When we are confronted with that which is amazing and wonderous and profound, too often our first response is to reduce that experience with mundane explanations, even if in doing so, we are compelled to distort and forget that which we knew, if even for a brief moment, to be true.

These are the wonderous stories of the Heart Family.

Tuesday, February 3, 2009

Finding Home

One thing I have learned over the years is that the animals know where they are supposed to be, they know where their home is and usually come into this life already focused on the intention of getting to their home and family, when the time is right. When friends tell me that they are thinking about acquiring a companion animal and wonder where to go to find them, I smile and tell them to just announce their intention to the universe, and the animal(s) will find them.

My family found their way home in their own unique ways. What I was unaware of at the time, was that a family member had made his way to his family (our home) and I had adopted him out to another family. The foster kitten who had left to live with the young couple then had to double his efforts to get back home to me.
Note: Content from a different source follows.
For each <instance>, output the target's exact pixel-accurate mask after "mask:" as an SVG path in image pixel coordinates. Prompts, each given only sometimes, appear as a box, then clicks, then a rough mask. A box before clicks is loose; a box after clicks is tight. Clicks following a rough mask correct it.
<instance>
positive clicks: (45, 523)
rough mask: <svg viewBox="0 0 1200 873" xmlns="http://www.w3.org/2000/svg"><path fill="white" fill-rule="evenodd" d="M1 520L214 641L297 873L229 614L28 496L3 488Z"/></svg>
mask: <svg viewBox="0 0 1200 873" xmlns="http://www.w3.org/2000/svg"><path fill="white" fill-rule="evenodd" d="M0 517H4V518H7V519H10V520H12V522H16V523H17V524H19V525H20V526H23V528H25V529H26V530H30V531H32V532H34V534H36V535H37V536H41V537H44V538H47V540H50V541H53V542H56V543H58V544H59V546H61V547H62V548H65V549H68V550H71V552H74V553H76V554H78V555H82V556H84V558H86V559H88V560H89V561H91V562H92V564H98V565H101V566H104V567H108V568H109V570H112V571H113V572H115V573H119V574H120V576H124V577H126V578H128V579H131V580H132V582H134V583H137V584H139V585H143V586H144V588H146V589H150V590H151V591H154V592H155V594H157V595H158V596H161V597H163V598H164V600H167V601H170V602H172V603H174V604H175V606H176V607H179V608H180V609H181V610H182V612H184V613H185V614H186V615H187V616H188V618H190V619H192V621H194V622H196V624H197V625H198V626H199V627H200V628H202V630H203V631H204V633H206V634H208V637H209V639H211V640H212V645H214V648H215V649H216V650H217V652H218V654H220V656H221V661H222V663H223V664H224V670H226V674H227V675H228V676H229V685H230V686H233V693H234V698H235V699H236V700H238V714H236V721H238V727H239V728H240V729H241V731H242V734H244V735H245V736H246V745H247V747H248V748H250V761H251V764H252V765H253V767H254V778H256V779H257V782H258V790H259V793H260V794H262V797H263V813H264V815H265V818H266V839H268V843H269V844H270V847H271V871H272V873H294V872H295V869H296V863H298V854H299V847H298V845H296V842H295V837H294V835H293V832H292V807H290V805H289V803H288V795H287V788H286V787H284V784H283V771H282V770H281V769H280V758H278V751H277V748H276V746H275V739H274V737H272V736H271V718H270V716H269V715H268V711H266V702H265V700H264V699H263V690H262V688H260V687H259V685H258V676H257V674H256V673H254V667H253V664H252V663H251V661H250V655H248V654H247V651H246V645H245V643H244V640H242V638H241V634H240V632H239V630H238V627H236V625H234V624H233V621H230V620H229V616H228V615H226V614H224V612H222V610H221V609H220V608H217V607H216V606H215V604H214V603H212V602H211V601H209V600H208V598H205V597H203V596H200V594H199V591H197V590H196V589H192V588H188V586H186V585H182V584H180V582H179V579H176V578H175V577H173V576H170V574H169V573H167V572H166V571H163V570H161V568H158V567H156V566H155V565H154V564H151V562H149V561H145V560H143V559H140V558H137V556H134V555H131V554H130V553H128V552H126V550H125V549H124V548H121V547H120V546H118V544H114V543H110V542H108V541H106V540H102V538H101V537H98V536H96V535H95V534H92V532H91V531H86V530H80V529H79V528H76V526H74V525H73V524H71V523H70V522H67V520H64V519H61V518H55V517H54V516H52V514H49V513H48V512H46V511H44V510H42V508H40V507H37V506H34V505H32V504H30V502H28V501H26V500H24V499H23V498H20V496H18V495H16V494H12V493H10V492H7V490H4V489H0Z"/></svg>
He did this by destroying everything he could in the home he was in, including destroying books, creating serious deep scratches into wooden bookcases, scratches I would not believe a cat could make, and by incessantly harassing the other cat in the home. After five months of tornadic activity, the nice young couple felt they had no choice and returned him to me.

He was bigger now, quiet a handsome fellow, full of more energy than any other cat I had met. I had always liked him and had kept tabs on him after he was adopted away. Now that he had returned again, I felt quite bad that in his first nine months of life, he had changed homes five time. Clearly we hadn't done right by this guy and my heart went out to him, trying to image the world from his point of view.

He spent his evening chasing my two boys (he didn't bother my girl) but when the chaos finally did end, he would not sleep with the rest of us, choosing instead to find a place alone in another room. Like a child in foster care, he didn't have the feeling of belonging.

Sitting with the desperate feeling that we needed to do better than we had done for this young guy, I dug up the name and phone number of the communicator given to me many months earlier, to consider a consultation - something I still had great doubts about. I read again the name and thought it seemed familiar.

It suddenly dawned on me - I had just read her book on animal communication.